Ainsi le nationalisme breton s’exprime-t-il.
A propos de Rouillan, la lecture du livre de Floréal Cuadrado » Comme un chat » aux éditions du Sandre est très éclairante. Très instructif et passionnant à lire.
En effet, c’est édifiant. Comme le livre ne comporte pas d’index, il est parfois difficile de s’y retrouver mais le passage où J.-M. Rouillan fait son apparition en gloire, apparaissant armé lors d’un contrôle d’identité alors que ses camarades lui ont interdit de prendre son pistolet, est une pièce d’anthologie (ça se trouve à la page 200). Merci de m’avoir signalé le livre. Ça permet de mieux comprendre la dérive de certains au nom de la culture bretonne.
« Hemon a imposé sur ordre des Allemands l’orthographe surunifiée … il s’agissait de faire d’une « langue abâtardie » une langue celtique épurée … ; et … de mettre cette reconquête au service de la nation bretonne destinée à prendre sa place dans le concert des nations celtiques »

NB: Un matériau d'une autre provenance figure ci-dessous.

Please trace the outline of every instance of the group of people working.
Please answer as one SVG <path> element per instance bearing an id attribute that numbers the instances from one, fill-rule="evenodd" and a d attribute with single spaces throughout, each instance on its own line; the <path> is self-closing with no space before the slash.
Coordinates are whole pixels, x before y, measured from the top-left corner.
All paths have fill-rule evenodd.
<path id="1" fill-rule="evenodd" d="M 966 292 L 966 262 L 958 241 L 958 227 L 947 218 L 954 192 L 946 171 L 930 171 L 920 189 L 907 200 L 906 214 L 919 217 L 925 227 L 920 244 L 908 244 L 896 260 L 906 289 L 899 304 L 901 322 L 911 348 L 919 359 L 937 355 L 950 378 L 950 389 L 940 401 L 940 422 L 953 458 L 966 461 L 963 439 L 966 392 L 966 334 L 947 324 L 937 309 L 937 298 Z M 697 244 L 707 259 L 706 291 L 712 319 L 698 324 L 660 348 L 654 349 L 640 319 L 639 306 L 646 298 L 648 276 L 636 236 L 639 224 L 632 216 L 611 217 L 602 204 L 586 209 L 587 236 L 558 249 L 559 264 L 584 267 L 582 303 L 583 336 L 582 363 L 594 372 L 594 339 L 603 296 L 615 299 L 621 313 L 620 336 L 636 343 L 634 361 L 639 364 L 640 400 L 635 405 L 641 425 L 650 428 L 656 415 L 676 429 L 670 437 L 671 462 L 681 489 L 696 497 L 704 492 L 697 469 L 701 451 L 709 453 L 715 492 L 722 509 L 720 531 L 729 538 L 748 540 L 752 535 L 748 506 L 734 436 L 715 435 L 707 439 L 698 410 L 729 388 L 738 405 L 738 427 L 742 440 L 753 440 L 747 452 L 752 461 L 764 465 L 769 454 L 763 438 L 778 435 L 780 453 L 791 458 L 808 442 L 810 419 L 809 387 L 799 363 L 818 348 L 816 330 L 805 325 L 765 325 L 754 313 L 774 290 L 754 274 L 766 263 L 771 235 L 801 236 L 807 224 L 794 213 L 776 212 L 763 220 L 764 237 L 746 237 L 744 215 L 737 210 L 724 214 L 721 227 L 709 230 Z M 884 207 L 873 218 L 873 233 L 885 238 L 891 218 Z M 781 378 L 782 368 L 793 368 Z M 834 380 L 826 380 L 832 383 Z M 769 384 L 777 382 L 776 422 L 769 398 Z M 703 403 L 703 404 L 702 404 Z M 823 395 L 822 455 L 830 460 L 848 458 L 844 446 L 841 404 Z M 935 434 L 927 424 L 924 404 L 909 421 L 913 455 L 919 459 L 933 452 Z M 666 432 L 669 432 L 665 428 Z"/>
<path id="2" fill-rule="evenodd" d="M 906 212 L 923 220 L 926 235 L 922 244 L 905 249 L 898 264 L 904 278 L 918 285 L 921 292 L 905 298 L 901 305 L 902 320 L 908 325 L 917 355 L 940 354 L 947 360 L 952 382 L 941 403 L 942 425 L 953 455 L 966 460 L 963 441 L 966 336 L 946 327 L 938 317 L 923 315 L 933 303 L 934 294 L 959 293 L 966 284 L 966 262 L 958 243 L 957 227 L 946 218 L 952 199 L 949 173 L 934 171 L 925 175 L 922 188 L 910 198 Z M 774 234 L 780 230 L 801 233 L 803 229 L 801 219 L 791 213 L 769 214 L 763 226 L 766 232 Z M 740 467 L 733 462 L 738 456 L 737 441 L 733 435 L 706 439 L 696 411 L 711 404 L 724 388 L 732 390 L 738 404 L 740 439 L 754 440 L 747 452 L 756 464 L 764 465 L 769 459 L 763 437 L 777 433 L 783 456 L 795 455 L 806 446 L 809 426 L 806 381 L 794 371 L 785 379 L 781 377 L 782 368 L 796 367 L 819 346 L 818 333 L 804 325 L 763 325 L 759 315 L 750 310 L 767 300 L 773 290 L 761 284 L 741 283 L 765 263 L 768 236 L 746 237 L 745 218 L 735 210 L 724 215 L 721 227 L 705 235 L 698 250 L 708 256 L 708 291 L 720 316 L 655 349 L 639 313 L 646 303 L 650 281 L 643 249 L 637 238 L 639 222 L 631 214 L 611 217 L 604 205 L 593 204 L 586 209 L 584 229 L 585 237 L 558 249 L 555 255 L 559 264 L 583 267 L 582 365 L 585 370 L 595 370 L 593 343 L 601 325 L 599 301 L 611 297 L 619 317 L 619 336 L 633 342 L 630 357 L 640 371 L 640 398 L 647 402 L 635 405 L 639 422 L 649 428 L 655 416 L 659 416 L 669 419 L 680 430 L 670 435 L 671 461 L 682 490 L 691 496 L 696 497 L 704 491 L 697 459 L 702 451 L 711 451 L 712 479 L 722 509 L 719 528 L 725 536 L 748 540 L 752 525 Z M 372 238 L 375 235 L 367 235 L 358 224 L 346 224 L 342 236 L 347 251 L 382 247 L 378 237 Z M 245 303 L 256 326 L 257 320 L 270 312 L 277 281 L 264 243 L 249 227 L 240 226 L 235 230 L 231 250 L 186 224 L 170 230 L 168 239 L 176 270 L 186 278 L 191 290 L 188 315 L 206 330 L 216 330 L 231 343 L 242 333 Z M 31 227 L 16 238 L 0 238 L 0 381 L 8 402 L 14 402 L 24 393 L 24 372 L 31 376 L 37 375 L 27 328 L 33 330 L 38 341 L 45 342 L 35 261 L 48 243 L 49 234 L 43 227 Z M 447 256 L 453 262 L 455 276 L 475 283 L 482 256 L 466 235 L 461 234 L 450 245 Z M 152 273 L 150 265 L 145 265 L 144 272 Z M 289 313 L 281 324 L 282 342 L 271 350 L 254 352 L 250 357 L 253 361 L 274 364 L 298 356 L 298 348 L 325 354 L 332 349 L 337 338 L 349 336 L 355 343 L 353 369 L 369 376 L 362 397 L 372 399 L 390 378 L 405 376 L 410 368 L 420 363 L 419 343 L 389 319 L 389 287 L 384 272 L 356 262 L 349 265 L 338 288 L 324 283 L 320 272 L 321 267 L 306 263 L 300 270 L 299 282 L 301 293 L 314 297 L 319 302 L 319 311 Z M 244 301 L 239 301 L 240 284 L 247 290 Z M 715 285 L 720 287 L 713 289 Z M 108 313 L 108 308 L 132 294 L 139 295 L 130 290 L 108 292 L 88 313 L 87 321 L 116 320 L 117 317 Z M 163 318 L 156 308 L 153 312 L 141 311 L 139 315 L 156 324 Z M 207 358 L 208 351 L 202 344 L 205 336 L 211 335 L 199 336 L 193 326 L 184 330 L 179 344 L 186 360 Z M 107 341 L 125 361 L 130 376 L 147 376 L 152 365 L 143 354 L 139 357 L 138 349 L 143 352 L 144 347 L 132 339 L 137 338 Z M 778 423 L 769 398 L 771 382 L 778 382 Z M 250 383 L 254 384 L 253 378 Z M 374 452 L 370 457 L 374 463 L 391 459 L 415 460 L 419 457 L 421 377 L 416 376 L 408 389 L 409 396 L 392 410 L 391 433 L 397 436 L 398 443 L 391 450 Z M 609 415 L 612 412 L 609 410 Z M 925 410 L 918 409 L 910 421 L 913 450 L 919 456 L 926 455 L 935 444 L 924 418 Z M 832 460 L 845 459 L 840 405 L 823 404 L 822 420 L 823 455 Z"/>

Excellent, c’est exactement ça.
Si ça vous intéresse, j’ai dézingué tous ces gens dans une émission en breton sur RBI (et sur d’autres), dans le breton de mon secteur, qui n’est pas très éloigné du vôtre d’ailleurs (sans influence quelle qu’elle soit de cet horrible néo-breton, je crois bien être un des seuls à l’avoir fait de façon aussi virulente). Ça a fait grincer des dents, mais personne ne s’est risqué à un débat sur le sujet, ni à essayer de me contredire, ni-même à m’attaquer personnellement, en même temps par quel biais pourraient-ils m’attaquer en restant crédible face au néophyte ? (Peut-être n’ont-ils tout simplement rien compris, ce qui ne serait pas étonnant quand on connaît la capacité extrêmement limitée d’un brittophone à comprendre un bretonnant). Je ne sais pas si on me réinvitera sur RBI, mais au moins c’est passé et toujours écoutable sur mon site :
https://brezhoneg-digor.blogspot.com/2016/04/an-abadenn-war-rbi-dar-04-deus-mis.html
C’est pas souvent qu’on les dézingue en breton « comprenable », encore moins de la part d’un jeune (je n’ai que 33 ans). Ayant trouvé « Le monde comme si » très plaisant à lire il y a quelques années, j’ai bien ri, pas du tout choqué bien au contraire, je trouvais normal de vous renvoyer l’ascenseur en vous montrant que, même si on n’est pas nombreux, vous n’êtes pas seule à faire passer le « mouvement breton » pour ce qu’il est : Le fossoyeur de la culture bretonne sous toutes ses formes.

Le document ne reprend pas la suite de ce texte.